Mercredi 24 avril 2013 par Ralph Gambihler

François Furet. Les chemins de la mélancolie

Disparu des radars. Aucun disciple ou presque. Aucun courant, surtout. François Furet n'a pour ainsi dire pas survécu à sa mort, survenue en 1997, lui qui fut pourtant l'un des historiens les plus médiatisés de son temps. Est-il à son tour "rentré au port", pour reprendre une formule dont il usa et abusa au sujet de la Révolution Française, son domaine de prédilection? "Le passé d'une illusion", celle de l'épopée communiste en l'occurrence, à laquelle il consacra son best-seller le plus retentissant, s'est-il à ce point défraîchi au miroir de l'apathie hollandiste et des exaltations mélenchoniennes? Ou alors faut-il que l'introuvable postérité de cet universitaire hâbleur et volontiers querelleur soit mise au passif de notre pauvre 21e siècle désormais orphelin d'historiens ayant des tripes et sachant éclairer notre présent?

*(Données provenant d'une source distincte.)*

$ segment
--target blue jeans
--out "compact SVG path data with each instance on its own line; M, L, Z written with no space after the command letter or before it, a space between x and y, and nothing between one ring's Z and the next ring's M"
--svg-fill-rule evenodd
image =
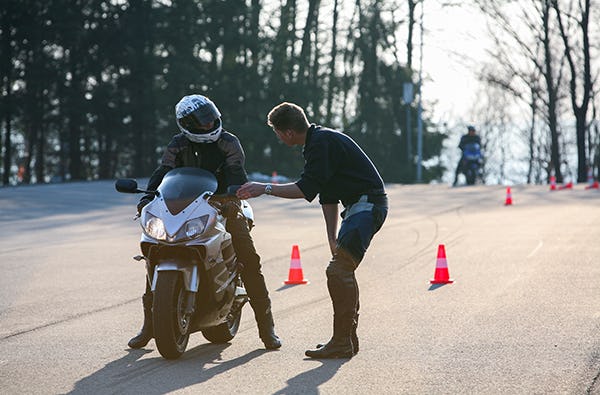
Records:
M356 335L360 303L354 271L388 212L385 196L369 200L363 195L342 212L336 253L327 266L327 289L333 304L333 337L336 339L348 338L353 331Z

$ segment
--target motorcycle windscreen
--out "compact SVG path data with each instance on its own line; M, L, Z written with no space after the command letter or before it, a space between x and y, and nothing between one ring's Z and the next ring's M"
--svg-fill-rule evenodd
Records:
M217 190L211 172L197 167L178 167L169 171L158 186L160 196L172 215L177 215L204 192Z

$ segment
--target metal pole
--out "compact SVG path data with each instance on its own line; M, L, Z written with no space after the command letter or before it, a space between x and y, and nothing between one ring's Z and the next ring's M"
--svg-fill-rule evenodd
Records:
M419 54L419 102L417 106L417 182L421 182L423 179L422 174L422 161L423 161L423 108L421 105L421 99L423 98L422 90L422 75L423 75L423 3L425 0L421 0L421 43L420 54Z

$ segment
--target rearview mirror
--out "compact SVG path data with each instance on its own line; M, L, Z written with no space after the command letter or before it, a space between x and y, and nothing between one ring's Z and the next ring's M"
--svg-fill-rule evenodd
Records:
M118 192L138 193L137 181L133 178L120 178L115 182L115 188Z

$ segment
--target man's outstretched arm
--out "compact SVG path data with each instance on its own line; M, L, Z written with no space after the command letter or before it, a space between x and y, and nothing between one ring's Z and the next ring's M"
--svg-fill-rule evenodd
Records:
M270 185L270 191L267 188ZM293 182L287 184L266 184L262 182L247 182L237 191L240 199L250 199L260 195L273 195L286 199L305 199L304 193Z

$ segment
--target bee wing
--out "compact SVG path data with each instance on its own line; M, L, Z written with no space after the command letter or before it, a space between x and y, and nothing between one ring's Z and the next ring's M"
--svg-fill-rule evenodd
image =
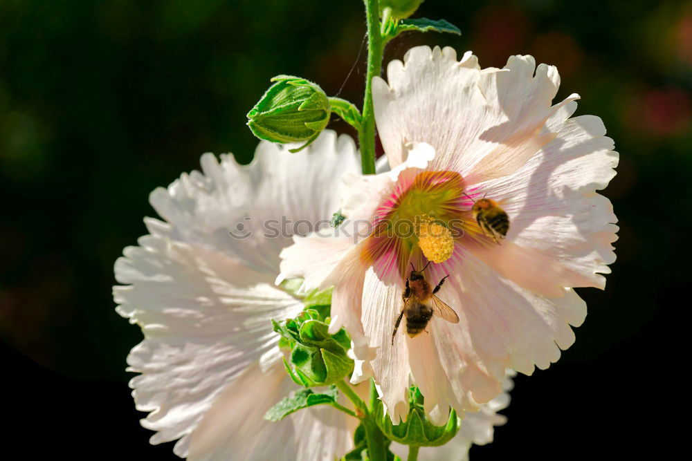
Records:
M406 310L406 308L409 306L414 301L415 301L416 297L413 296L413 293L411 295L403 300L403 307L401 308L401 312Z
M453 323L459 323L459 316L454 312L454 310L447 305L447 304L436 297L435 294L430 297L432 300L432 308L435 314L442 317L448 322Z

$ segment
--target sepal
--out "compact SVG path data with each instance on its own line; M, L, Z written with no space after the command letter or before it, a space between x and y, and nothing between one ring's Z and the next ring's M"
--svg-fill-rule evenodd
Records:
M286 144L304 142L307 147L329 123L329 98L317 84L292 75L278 75L255 107L248 113L248 126L260 139Z
M435 426L426 417L423 408L424 397L416 386L409 389L408 417L406 422L393 424L379 400L374 408L374 417L377 426L385 436L406 445L438 446L450 440L459 431L461 420L452 408L447 424Z
M301 386L327 386L343 379L353 372L354 361L348 357L351 338L343 328L329 335L329 325L314 309L307 309L295 319L272 321L279 333L280 346L290 350L284 366L291 378Z

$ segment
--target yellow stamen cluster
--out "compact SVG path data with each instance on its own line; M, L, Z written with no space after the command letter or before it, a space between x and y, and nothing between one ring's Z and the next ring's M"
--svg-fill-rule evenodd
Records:
M428 261L441 263L449 259L454 251L452 233L444 226L435 222L426 214L421 216L418 225L418 246Z

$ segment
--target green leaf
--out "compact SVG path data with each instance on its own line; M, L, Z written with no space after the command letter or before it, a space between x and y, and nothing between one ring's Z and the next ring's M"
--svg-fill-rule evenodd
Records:
M376 403L374 411L375 421L384 435L406 445L419 446L437 446L443 445L453 438L459 431L461 419L453 408L449 413L446 424L435 426L426 417L423 408L424 399L418 388L409 391L409 412L406 422L393 424L389 415L385 413L380 401Z
M328 288L324 291L319 291L317 288L308 292L303 299L303 304L306 308L311 308L313 305L330 305L331 304L331 292L333 288Z
M462 31L458 27L444 19L435 21L426 17L415 19L403 19L399 22L397 28L397 32L406 30L417 30L418 32L439 32L461 35Z
M281 402L269 408L264 414L264 419L280 421L289 415L302 408L315 405L331 405L336 402L338 392L336 386L331 386L322 393L317 393L311 389L301 389L292 395L284 397Z

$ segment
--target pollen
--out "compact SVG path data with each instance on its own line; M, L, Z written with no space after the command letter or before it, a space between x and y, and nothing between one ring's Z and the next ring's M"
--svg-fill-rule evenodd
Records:
M425 214L421 216L417 227L418 246L426 258L435 263L449 259L454 252L454 239L450 230Z

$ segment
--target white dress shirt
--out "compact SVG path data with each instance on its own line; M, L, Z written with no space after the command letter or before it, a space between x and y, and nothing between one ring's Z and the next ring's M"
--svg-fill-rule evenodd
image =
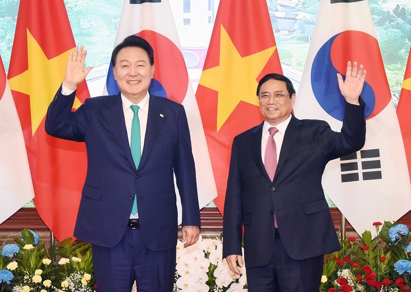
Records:
M76 87L77 89L77 87ZM76 89L74 89L76 90ZM62 85L61 93L63 95L68 95L74 92L74 90L70 90L64 85ZM132 122L133 118L134 116L134 112L130 107L133 104L123 95L121 95L121 103L123 105L123 112L124 114L124 122L125 122L125 128L127 130L127 137L128 139L128 145L130 145L132 136ZM150 95L148 92L145 94L139 103L137 105L140 107L138 111L138 118L140 120L140 141L141 141L141 153L143 153L143 148L144 145L144 138L145 138L145 130L147 129L147 119L148 116L148 103L150 100ZM130 219L138 218L138 213L135 215L130 213Z
M284 140L284 134L286 133L286 130L288 126L288 124L290 123L290 121L291 120L291 115L287 118L287 120L284 121L275 126L278 132L274 134L274 141L275 141L275 146L277 149L277 162L278 162L279 158L279 153L281 151L281 146L283 146L283 141ZM264 124L263 125L263 137L261 138L261 158L263 159L263 163L264 163L264 158L266 156L266 147L267 147L267 142L268 140L268 137L270 136L270 132L268 130L271 127L270 124L267 121L264 121Z

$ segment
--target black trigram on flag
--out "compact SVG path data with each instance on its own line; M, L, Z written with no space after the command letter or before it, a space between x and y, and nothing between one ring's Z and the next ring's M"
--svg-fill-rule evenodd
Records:
M381 162L380 149L371 149L360 151L359 161L357 153L353 153L340 159L341 167L341 182L361 180L381 180Z

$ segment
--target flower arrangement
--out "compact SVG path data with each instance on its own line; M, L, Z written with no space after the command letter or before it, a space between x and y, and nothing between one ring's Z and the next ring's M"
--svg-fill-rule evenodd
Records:
M324 260L320 291L411 292L411 245L406 225L374 222L376 236L350 237Z
M95 291L89 244L69 238L47 249L35 232L21 235L0 252L0 291Z
M239 275L232 272L222 259L222 243L218 239L203 239L184 247L177 245L177 264L173 292L246 292L245 266Z

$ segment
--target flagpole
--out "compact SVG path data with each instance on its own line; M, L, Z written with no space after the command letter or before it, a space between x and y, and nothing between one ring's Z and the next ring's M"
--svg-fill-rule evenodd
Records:
M341 213L341 241L345 239L345 216Z

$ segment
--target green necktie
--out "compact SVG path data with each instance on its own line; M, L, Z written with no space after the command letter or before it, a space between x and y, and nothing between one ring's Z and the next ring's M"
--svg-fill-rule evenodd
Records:
M134 113L132 122L132 134L130 141L130 149L132 150L132 156L134 161L136 168L138 168L140 160L141 159L141 138L140 133L140 120L138 119L138 110L140 107L138 105L130 106L130 108ZM135 215L137 213L137 196L134 196L134 202L133 204L132 214Z

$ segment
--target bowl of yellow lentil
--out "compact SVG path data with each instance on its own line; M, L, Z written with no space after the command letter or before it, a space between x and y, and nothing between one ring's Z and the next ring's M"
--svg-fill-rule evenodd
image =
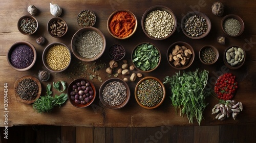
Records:
M50 71L59 73L66 69L71 61L71 53L68 47L60 42L52 43L42 53L42 62Z

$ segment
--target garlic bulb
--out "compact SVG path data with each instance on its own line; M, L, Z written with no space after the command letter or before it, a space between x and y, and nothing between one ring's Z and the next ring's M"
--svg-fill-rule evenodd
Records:
M52 3L50 3L50 9L51 14L53 16L59 16L61 14L62 10L61 8L56 4L52 4Z

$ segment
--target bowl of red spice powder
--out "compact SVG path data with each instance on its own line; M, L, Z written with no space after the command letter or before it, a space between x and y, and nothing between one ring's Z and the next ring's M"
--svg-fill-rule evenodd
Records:
M138 22L135 15L127 10L114 12L108 19L108 30L114 37L124 39L132 36L137 29Z

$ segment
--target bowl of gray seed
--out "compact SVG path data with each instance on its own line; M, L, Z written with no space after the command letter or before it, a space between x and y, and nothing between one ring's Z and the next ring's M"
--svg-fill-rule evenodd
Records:
M111 78L104 82L99 90L100 102L111 109L123 108L128 103L130 97L128 84L117 78Z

Il est vrai que ce fut une spécificité bien hexagonale, cette furia historiographique autour de Danton et Robespierre. On ne pouvait plus, comme Michelet, aimer les deux à la fois. Il fallait choisir son camp.  Côté pile, Furet. Côté face, les historiens communisants comme Matthiez, Soboul, Vovelle et autres Claude Mazauric.... Et ça se guillotinait à l'encre noire, et ça se taxait de révisionniste ou de crétin léniniste, et ça partait en free style d'une révolution à l'autre...   La Terreur ou les Muscadins ? Octobre 17 ou Soljenitsyne ? Mitterrand ou Georges Marchais ? Au final, François Furet fut de ceux qu'on accusa sommairement d'avoir tenté un remix improbable en mettant dans le même panier Staline, Hitler et le Comité de Salut Public.

Voilà pour la caricature. Reste la mélancolie. C'est du moins le joli fil conducteur choisi par Christophe Prochasson dans une biographie qui nous emmène de surprise en surprise. L'image d'un Furet social-libéral (même si le mot n'existait pas encore, à l'époque...) se nuance ainsi d'une tendresse insoupçonnée pour Jean Jaurès. Son "anticommunisme de fer" n'épuise en rien sa soif d'utopie et s'il se réjouit de la chute du Mur de Berlin, c'est pour regretter aussitôt que l'ardeur consumériste ait pris le dessus sur la soif de liberté... François Furet n'a que mépris, par ailleurs, pour les Nouveaux Philosophes façon BHL et il vomit l'opportunisme de François Mitterrand qu'il compare à Thiers, l'assassin de la Commune...

Drôle d'anticoco, tout de même ! Ce qui est moins drôle, c'est la tuberculose. Comme le Sida quelques décennies plus tard, elle fauche toute une génération de jeunes intellectuels au début des années 50. François Furet en réchappe de justesse, parallèlement à sa rupture avec le PCF dont il a été membre en pleine fournaise stalinienne. On sait ensuite où il bifurque, mais de ces années là, de ce "militantisme de tuberculeux" auquel vont également s'agréger quelques drames familiaux, Christophe Prochasson saisit toute la fulgurance. Réactive et féconde, ancrée dans ce que le bonheur peut avoir de plus fugace, proliférant parfois dans l'excès comme pour mieux conjurer les méchants coups de dé du destin, la mélancolie de François Furet ne lui a jamais fait perdre une certaine et belle idée de l'espérance. Il en faudrait plus pour communier avec la totalité de son parcours, mais c'est bien assez pour se souvenir avec respect d'un esprit aussi intègre et incandescent.

François Furet. Les chemins de la mélancolie, de Christophe Prochasson (Stock). Coup de projecteur avec l'auteur, ce jeudi 25 avril, à 12h30, sur TSFJAZZ.